Greffier lors des débats et du prononcé : Laurie-Anne DUCASSE, Greffière.
JUGEMENT
Prononcé en premier ressort, par décision contradictoire et mise à disposition au greffe du tribunal conformément à l’avis donné à l’issue des débats.
EXPOSE DU LITIGE
M. [L] [S] est salarié de la SAS [15].
Le 22 avril 2021, il a été victime d’un malaise sur son lieu de travail et pendant ses horaires de travail.
Il a subi un arrêt de travail initial allant jusqu’au 27 avril 2021.
Le même jour, la SAS [15] a procédé à une déclaration d’accident du travail auprès de la [7] (ci-après [10]) de Seine [Localité 17].
Cette déclaration précisait que, suite à son malaise, ce dernier présentait des lésions à la tête ou au cou, coté droit, et qu’il avait été transporté à l’hôpital.
Le 28 Avril 2021, elle a adressé un courrier de réserves à la [10] dans lequel elle faisait part des soucis de santé de son salarié qui seraient, selon elle, la cause de son malaise et des lésions qu’il a subis.
Après une instruction contradictoire, dont les parties avaient été informées, la [11] a, par décision du 9 août 2021, décidé de prendre en charge cet accident au titre de la législation sur les accidents du travail.
La SAS [15] a contesté cette décision devant la Commission de Recours Amiable (ci-après [12]) ainsi que devant la Commission Médicale de Recours Amiable ([9]), le 11 octobre 2021.
Faute de réponse de leur part dans les délais impartis, la SAS [15] a saisi le tribunal judiciaire de Nanterre d’une contestation de la décision de la [11] du 9 août 2021 et demandait qu’elle lui soit déclarée inopposable.

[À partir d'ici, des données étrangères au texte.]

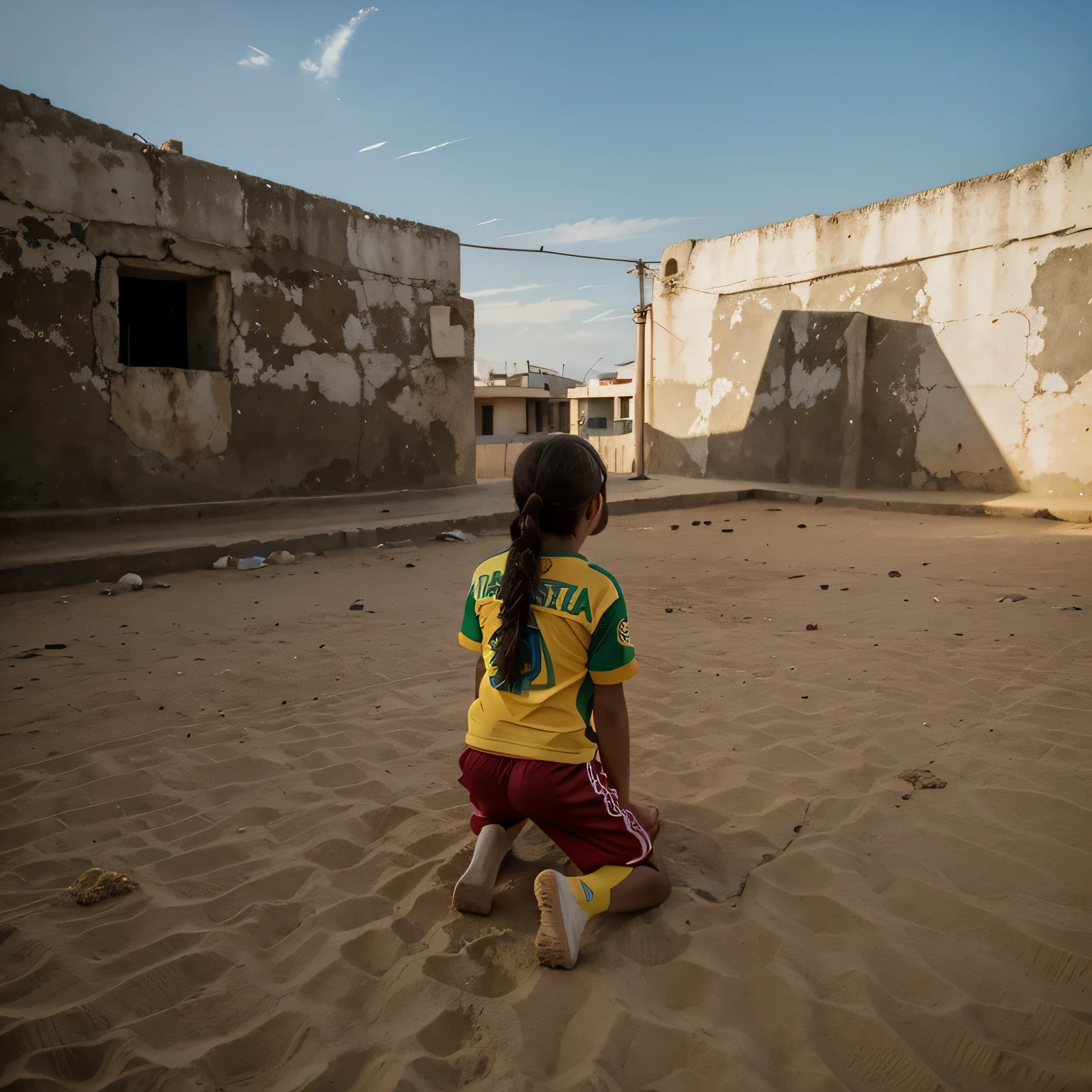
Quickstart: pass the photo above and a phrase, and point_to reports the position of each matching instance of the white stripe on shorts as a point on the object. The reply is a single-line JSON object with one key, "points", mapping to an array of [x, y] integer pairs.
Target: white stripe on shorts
{"points": [[614, 808]]}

A l’audience du 15 septembre 2025, la SAS [15] a, par la voix de son conseil, maintenu, à titre principal, sa demande d’inopposabilité de cette décision au motif que le malaise subi par M. [S] était sans aucun lien avec le travail effectué.
A titre subsidiaire, elle a sollicité le prononcé de cette inopposabilité soutenant que la [10] n’avait pas effectué “une enquête suffisante et loyale conformément à l’article R.441-8-I du code de la sécurité sociale”.

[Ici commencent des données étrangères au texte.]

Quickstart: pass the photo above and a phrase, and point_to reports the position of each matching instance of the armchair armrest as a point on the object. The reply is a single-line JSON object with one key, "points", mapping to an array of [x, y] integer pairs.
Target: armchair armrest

A titre infiniment subsidiaire, elle a demandé que soit ordonnée, avant dire-droit, une expertise judiciaire afin de déterminer les causes du malaise subi par M. [S].
Elle a également sollicité qu’il soit fait injonction à la [11] de communiquer “l’ensemble des éléments médicaux du dossier” de M [S] à l’expert qui sera désigné ainsi qu’à son médecin-conseil.
La [11] n’était ni présente, ni représentée à l’audience.
Par conclusions, adressées au greffe par mail du 20 janvier 2025, elle avait conclu, à titre principal, au rejet de l’ensemble des demandes présentées par la SAS [15].
A titre subsidiaire, si une expertise avant dire-droit était ordonnée, elle demandait que soit précisé dans la mission de l’expert qu’il doit déterminer s’il existe ou non “une cause exclusivement étrangère au travail” expliquant le malaise subi par M. [S].
Il est fait référence aux écritures ainsi déposées de part et d’autre pour un plus ample exposé des moyens proposés par les parties au soutien de leurs prétentions, en application de l’article 455 du code de procédure civile.
MOTIFS DE LA DECISION
En vertu des dispositions de l’alinéa 2 de l’article R.142-10-4 du code de procédure civile, la présente décision sera rendue contradictoirement, dès lors que la [11] a fait connaître à son adversaire ses prétentions et moyens, tels qu’exposés dans ses écritures.
Il convient de rappeler qu’en vertu des dispositions de l’article 768 du code de procédure civile, le tribunal ne statue que sur les prétentions énoncées au dispositif.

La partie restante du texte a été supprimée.